Tuesday, July 14, 2009

Out of Time


Time plays out differently this week. Silence fills the air at points when an apparatus should ring. The favored chairs now empty in the familiar house listen to the answering machine with his voice asking to leave a message he will never receive. Endless syncopation with no riff. It could be Coltrane.

My father left this space and time on a quiet Friday morning this July. What is left of what was is a distant memory now. Ken Thrasher, the complex and complicated individual fell and just faded away after eighty-four years on the planet. At one point he stood six feet and three inches tall with 180 pounds on his angular frame. The last month of his life the doctor measured him at just under six feet while weighing around130 pounds. Time exacts a toll on every person. The beat with no meat who could disappear within a tear. It could be Monk.

All the gifts of youth in the hands and eyes wore away over the years. The last decade found the comfort of the piano, or the pad and pencil lost to unsteady hands. The hands became constant reminders of fleeting youth and how quickly it disappeared into the shakiness of a dissonant pattern called old age. The platter of patter. It could be the Duke.

Sad sentiments have no place now. Spirit shines brightly and echoes reverberate with piano and laughter. Voices chime in on familiar choruses as the keys pound the flights of mental improvisations the player pulls from the air. It could be Bud Powell.

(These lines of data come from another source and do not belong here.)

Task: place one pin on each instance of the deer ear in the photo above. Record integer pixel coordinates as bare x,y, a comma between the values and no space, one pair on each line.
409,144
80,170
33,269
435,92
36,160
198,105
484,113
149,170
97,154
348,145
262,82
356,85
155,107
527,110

Reunions await in the land of dreams beyond the banal of earth. Youth and wisdom wander in the ether of another dimension. Free from cares and a life of recycling into the endless today of constant now. I remember you. I whistle your tunes and admire your art and the faithful ledgers you crafted. It was a nice visit. I still have Fats and Brubeck on the hi-fi to keep us company after our last conversation.